Command interpretation: any local LLM via llama.cpp. For push-to-command, the transcribed speech is sent to a local LLM along with tool definitions for all 29 MCP action tools. The LLM selects the right tool and fills in parameters. A 3B model (Llama 3.2 3B, roughly 3GB RAM) handles straightforward commands reliably. An 8B model (Llama 3.1 8B, roughly 6GB RAM) improves accuracy for ambiguous or multi-step instructions. The LLM runs on the Metal GPU via llama.cpp.
Hardware requirements. Any Apple Silicon Mac (M1 or later) runs the full pipeline. The STT model uses the Neural Engine, which is idle during most workloads. The LLM uses the Metal GPU. ActionPiper itself uses roughly 20MB. With a 3B LLM and the STT model loaded, expect approximately 5GB total memory usage for the automation pipeline. A Mac with 16GB handles this comfortably alongside normal workloads. An 8GB machine can run it but with less headroom for other applications.
Local versus cloud automation
The most common question about local AI automation is whether it is actually better than cloud-based alternatives. The honest answer depends on what you value.

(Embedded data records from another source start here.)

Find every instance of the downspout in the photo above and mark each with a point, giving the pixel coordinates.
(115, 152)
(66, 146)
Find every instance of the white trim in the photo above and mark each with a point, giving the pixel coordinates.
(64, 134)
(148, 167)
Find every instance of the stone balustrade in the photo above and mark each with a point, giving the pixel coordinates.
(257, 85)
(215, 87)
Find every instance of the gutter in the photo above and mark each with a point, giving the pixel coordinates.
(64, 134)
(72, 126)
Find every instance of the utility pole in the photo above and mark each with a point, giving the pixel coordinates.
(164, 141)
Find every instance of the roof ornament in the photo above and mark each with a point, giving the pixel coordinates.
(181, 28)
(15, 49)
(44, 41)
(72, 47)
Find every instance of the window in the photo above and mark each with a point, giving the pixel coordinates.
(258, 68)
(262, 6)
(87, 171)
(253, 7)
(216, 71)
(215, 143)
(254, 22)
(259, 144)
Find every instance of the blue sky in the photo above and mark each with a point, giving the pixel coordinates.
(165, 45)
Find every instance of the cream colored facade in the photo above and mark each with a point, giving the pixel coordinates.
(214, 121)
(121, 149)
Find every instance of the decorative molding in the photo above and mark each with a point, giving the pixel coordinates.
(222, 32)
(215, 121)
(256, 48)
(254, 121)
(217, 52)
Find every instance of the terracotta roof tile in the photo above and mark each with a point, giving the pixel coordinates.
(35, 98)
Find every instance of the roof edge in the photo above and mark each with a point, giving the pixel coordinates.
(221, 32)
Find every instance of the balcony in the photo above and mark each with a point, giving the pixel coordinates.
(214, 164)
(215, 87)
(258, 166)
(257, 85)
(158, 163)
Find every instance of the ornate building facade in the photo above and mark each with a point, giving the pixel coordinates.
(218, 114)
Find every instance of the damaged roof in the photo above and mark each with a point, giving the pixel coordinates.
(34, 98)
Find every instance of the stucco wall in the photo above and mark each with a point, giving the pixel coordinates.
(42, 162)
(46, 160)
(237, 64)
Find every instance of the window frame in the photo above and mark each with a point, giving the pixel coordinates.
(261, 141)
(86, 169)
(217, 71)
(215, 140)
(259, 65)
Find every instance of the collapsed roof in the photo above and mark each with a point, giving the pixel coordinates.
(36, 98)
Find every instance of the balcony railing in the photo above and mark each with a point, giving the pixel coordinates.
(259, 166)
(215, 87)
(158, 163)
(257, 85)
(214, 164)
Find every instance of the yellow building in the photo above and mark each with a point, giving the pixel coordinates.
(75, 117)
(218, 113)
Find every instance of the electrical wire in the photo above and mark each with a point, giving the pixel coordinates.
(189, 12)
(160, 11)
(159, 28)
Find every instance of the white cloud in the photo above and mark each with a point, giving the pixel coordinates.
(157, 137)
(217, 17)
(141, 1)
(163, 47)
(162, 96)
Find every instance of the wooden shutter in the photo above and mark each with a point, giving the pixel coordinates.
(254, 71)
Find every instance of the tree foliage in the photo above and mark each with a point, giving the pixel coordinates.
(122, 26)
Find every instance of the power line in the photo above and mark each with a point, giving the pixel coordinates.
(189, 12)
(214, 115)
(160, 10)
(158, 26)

Privacy. Local automation processes everything on your hardware. No audio recordings leave your Mac. No command transcripts are sent to external servers. No system state information is shared with cloud providers. This is a hard requirement for some users and irrelevant to others. If you work with sensitive information or in regulated environments, local processing is not a nice-to-have. It is mandatory.
Latency. ActionPiper's push-to-talk pipeline runs at 140ms end-to-end. Cloud-based voice assistants add 200-500ms of network latency before processing even begins. For single commands, the difference is subtle. For rapid-fire voice commands during a workflow, the gap becomes noticeable. Local processing also works without an internet connection, which matters on planes, in cafes with poor Wi-Fi, and during network outages.
Flexibility. Siri supports Apple's predefined intent set. You cannot add custom action domains, define new parameter schemas, or extend the command vocabulary beyond what Apple ships. ActionPiper's 26 domains and 142 actions are the current set. When new domains are added, they become available immediately through the same voice and MCP interfaces. The LLM interprets natural language against whatever tool definitions are present.
Integration. Cloud assistants like Siri and Google Assistant operate in their own context. You speak to them, they respond, and you go back to what you were doing. ActionPiper's MCP tools integrate directly into development environments. Claude Code, Cursor, and Windsurf can dispatch system actions as part of larger AI workflows. This is a fundamentally different interaction model: system automation as a tool call within a broader task, not a separate conversational exchange.
Quality tradeoff. Cloud LLMs (GPT-4o, Claude) are more capable than local 3B or 8B models for complex reasoning. For automation command interpretation, this gap matters less than you might expect. Tool selection from a defined set of 29 tools with structured schemas is a constrained task. A 3B model handles it reliably for single-step commands. Multi-step commands with ambiguity benefit from larger models, and ToolPiper supports routing to cloud LLMs if you prefer accuracy over privacy for command interpretation.